Question

$A$ and $B$ are two events such that $P\left( A \right)=0.54,P\left( B \right)=0.69\text{ and }P\left( A\cap B \right)=0.35$, now find the value of the following:
A. $P\left( A'\cap B' \right)$
B. $P\left( B\cap A' \right)$

Answer 1

Hint:To solve these types of questions and we will apply the De morgan’s law for the first part that is $\left( A\cup B \right)'=A'\cap B'$ and again apply the formula for expanding the union of set that is $\left( A\cup B \right)=A+B-\left( A\cap B \right)$. Then for the second part, we will apply the set property that is : $\left( B\cap A' \right)=B-\left( A\cap B \right)$ and then we will put the values from the question and get the answer.

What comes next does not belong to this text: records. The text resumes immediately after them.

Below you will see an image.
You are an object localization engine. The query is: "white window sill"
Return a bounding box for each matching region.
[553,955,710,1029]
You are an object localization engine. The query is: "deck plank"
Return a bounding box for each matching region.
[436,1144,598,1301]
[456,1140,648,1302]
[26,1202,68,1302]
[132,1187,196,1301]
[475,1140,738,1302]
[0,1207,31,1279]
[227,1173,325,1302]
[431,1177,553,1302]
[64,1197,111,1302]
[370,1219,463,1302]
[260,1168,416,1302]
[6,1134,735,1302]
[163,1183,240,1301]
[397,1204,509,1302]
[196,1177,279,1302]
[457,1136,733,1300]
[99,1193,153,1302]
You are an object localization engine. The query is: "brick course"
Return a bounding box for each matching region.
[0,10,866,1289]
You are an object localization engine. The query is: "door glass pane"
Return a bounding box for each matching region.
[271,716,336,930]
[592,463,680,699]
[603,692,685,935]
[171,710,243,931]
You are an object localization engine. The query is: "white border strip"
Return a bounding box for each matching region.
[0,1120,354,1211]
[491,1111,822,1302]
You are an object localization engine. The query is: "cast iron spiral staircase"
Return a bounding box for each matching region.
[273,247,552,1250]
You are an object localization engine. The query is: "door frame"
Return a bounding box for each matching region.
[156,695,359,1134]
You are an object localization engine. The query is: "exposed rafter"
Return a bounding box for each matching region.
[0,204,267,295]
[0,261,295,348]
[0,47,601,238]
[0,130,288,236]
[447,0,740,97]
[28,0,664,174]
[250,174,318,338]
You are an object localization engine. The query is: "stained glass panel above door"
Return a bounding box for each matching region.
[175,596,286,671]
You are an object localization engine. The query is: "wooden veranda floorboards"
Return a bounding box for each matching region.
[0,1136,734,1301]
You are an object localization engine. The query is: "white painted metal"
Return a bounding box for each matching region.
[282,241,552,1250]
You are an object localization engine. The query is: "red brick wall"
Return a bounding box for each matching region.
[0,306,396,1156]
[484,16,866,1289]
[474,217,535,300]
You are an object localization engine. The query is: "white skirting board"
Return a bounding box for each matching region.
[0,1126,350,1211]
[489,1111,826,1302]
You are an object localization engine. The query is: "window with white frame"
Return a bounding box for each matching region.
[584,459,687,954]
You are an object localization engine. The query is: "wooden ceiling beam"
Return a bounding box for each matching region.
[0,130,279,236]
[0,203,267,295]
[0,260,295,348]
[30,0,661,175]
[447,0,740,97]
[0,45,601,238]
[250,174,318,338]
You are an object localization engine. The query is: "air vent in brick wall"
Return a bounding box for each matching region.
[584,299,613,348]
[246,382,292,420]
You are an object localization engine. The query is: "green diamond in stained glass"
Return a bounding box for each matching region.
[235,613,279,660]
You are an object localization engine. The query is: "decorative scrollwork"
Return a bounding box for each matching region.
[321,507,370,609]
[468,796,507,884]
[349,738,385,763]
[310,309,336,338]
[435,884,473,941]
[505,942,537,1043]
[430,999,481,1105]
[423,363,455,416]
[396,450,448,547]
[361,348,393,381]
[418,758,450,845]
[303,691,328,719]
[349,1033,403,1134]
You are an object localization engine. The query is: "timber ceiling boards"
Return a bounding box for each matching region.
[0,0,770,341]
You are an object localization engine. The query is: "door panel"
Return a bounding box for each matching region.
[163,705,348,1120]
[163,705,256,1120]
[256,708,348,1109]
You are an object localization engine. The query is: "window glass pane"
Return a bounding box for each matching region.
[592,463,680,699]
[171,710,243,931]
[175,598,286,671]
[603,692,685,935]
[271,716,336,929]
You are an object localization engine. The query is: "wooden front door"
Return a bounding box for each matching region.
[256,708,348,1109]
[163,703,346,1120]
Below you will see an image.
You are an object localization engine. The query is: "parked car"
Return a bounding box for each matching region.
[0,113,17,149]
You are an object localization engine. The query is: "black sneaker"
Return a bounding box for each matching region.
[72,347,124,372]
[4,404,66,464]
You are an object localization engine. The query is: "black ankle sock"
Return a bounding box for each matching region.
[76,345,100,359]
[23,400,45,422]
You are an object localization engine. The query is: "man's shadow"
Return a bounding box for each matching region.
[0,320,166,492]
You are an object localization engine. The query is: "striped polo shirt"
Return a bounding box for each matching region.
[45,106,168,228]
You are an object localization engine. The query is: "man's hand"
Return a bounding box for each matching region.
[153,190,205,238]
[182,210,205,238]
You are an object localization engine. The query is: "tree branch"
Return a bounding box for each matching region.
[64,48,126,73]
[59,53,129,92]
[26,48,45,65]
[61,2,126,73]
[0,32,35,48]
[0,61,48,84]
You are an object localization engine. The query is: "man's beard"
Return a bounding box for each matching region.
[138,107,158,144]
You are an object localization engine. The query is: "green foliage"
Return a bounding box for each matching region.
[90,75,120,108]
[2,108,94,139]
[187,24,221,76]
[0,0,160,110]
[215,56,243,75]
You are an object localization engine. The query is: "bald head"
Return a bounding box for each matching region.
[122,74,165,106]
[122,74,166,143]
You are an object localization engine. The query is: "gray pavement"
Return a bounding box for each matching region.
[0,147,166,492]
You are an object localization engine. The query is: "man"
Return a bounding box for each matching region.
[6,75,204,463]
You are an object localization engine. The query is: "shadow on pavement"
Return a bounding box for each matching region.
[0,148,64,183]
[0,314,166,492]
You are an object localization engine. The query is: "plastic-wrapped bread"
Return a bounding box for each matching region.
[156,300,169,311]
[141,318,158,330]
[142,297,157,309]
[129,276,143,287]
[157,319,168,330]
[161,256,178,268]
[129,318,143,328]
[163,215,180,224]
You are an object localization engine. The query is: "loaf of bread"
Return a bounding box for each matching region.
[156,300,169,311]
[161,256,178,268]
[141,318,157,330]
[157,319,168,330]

Complete step by step answer:
We are given that: $P\left( A \right)=0.54,P\left( B \right)=0.69\text{ and }P\left( A\cap B \right)=0.35$ , now for the first part that is : $P\left( A'\cap B' \right)$.
Now, according the Demorgan’s law that is the complement of the union of two sets $A\text{ and }B$ is equal to the intersection of the complement of the sets $A\text{ and }B$ : $\left( A\cup B \right)'=A'\cap B'$ , where $A'=\left\{ x:x\in \bigcup \text{ and }x\notin A \right\}$ , where $A'$ denotes the complement.
Now, we have $P\left( A'\cap B' \right)$, so by Demorgan law, we have:
\[\begin{align}
  & \Rightarrow P\left( A'\cap B' \right)=P\left( A\cup B \right)' \\
 & \Rightarrow P\left( A'\cap B' \right)=1-P\left( A\cup B \right) \\
\end{align}\]
Now, we know that the union of set is equal to the following: $\left( A\cup B \right)=A+B-\left( A\cap B \right)$ , therefore:
\[\Rightarrow P\left( A'\cap B' \right)=1-P\left( A\cup B \right)=1-\left( P\left( A \right)+P\left( B \right)-P\left( A\cap B \right) \right)\text{ }.......\text{Equation 1}\] ,
We have, $P\left( A \right)=0.54,P\left( B \right)=0.69\text{ and }P\left( A\cap B \right)=0.35$, we will now put these values in equation 1 :
\[\begin{align}
  & \Rightarrow P\left( A'\cap B' \right)=1-P\left( A\cup B \right)=1-\left( P\left( A \right)+P\left( B \right)-P\left( A\cap B \right) \right)\text{ } \\
 & \Rightarrow P\left( A'\cap B' \right)=1-P\left( A\cup B \right)=1-\left( 0.54+0.69-0.35 \right) \\
 & \Rightarrow P\left( A'\cap B' \right)=1-P\left( A\cup B \right)=1-0.88 \\
 & \Rightarrow P\left( A'\cap B' \right)=0.12 \\
\end{align}\]
Now, we will consider the second part of the question that is: $P\left( B\cap A' \right)$ ,
Now, we know that: $\left( B\cap A' \right)=B-\left( A\cap B \right)$ ,
So, therefore: $P\left( B\cap A' \right)=P\left( B \right)-P\left( A\cap B \right)\text{ }........\text{Equation 2}$
We have, $P\left( B \right)=0.69\text{ and }P\left( A\cap B \right)=0.35$, we will now put these values in equation 2:
$\begin{align}
  & \Rightarrow P\left( B\cap A' \right)=P\left( B \right)-P\left( A\cap B \right) \\
 & \Rightarrow P\left( B\cap A' \right)=0.69-0.35 \\
 & \Rightarrow P\left( B\cap A' \right)=0.34 \\
\end{align}$

Hence, the answer is:
$\begin{align}
  & \Rightarrow P\left( A'\cap B' \right)=0.12 \\
 & \Rightarrow P\left( B\cap A' \right)=0.34 \\
\end{align}$

Note:
 Although the calculations are easy in these types of questions students can make mistakes while applying the formulas. For example, let’s say a student writes the formula wrong for\[P\left( A'\cap B' \right)\] as $P\left( A'\cap B' \right)=P\left( A' \right)\cap P\left( B' \right)$, this will give us: $P\left( A'\cap B' \right)=0.54-0.69=-0.15$ , which can’t be true as probability can’t be negative. So, one must know the formulas from the set theory. De Morgan laws can also be applied to other mathematical topics as well not only in probability theory.